Schon aus diesem Grund erweist sich daher der angefochtene Bescheid als inhaltlich rechtswidrig.

Ohne nähere Begründung ist für den Verwaltungsgerichtshof nicht nachvollziehbar, warum sich - ausgehend vom Gutachten des Amtssachverständigen - das jährliche Betriebsergebnis bei einer angenommenen Vergrößerung der selbstbewirtschafteten Fläche durch den Mitbeteiligten auf 12.633 m2 um S 17.000,-- verbessert. Ebenso vermag der Verwaltungsgerichtshof die Ausführungen im angefochtenen Bescheid, der landwirtschaftliche Sachverständige habe die vorgenannten "Kapitalwiedergewinnungsfaktoren" teilweise doppelt verrechnet, "da diese Kosten im Betriebskonzept bereits unter dem Posten "Abschreibung für Abnützung" berücksichtigt worden sind", ohne entsprechende ergänzende Erläuterung des Gutachtens durch den Sachverständigen nicht nachzuvollziehen.

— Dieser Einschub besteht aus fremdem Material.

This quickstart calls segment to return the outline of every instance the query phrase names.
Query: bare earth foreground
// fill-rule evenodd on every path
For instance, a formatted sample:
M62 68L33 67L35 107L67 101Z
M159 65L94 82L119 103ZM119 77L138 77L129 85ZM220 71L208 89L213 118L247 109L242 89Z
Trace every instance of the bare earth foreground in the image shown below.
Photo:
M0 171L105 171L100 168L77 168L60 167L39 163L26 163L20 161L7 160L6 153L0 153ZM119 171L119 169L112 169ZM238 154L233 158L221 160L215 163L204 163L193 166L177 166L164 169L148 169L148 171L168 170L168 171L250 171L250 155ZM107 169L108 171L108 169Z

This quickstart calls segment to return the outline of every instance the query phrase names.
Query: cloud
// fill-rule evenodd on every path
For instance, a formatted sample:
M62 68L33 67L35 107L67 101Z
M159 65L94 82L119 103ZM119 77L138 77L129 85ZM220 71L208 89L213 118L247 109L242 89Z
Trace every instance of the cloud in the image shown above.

Der Verwaltungsgerichtshof sieht sich veranlaßt, abschließend darauf hinzuweisen, daß der vom Amtssachverständigen gewählte Kapitalisierungszinsfuß von 4 % für den Einsatz von Eigenmitteln in einer für den Verwaltungsgerichtshof schlüssig nicht nachvollziehbaren Weise dem Gutachten zugrundegelegt wurde und daher diesbezüglich das Gutachten ebenso wie hinsichtlich der Berücksichtigung der von der belangten Behörde festgestellten Größe der selbstbewirtschafteten Fläche des Mitbeteiligten ergänzungsbedürftig ist.

Aus diesen Gründen war daher der angefochtene Bescheid gemäß § 42 Abs. 2 Z. 1 VwGG wegen inhaltlicher Rechtswidrigkeit aufzuheben.

Der Ausspruch über den Aufwandersatz gründet sich auf die §§ 47 ff VwGG in Verbindung mit der Verordnung BGBl. Nr. 416/1994.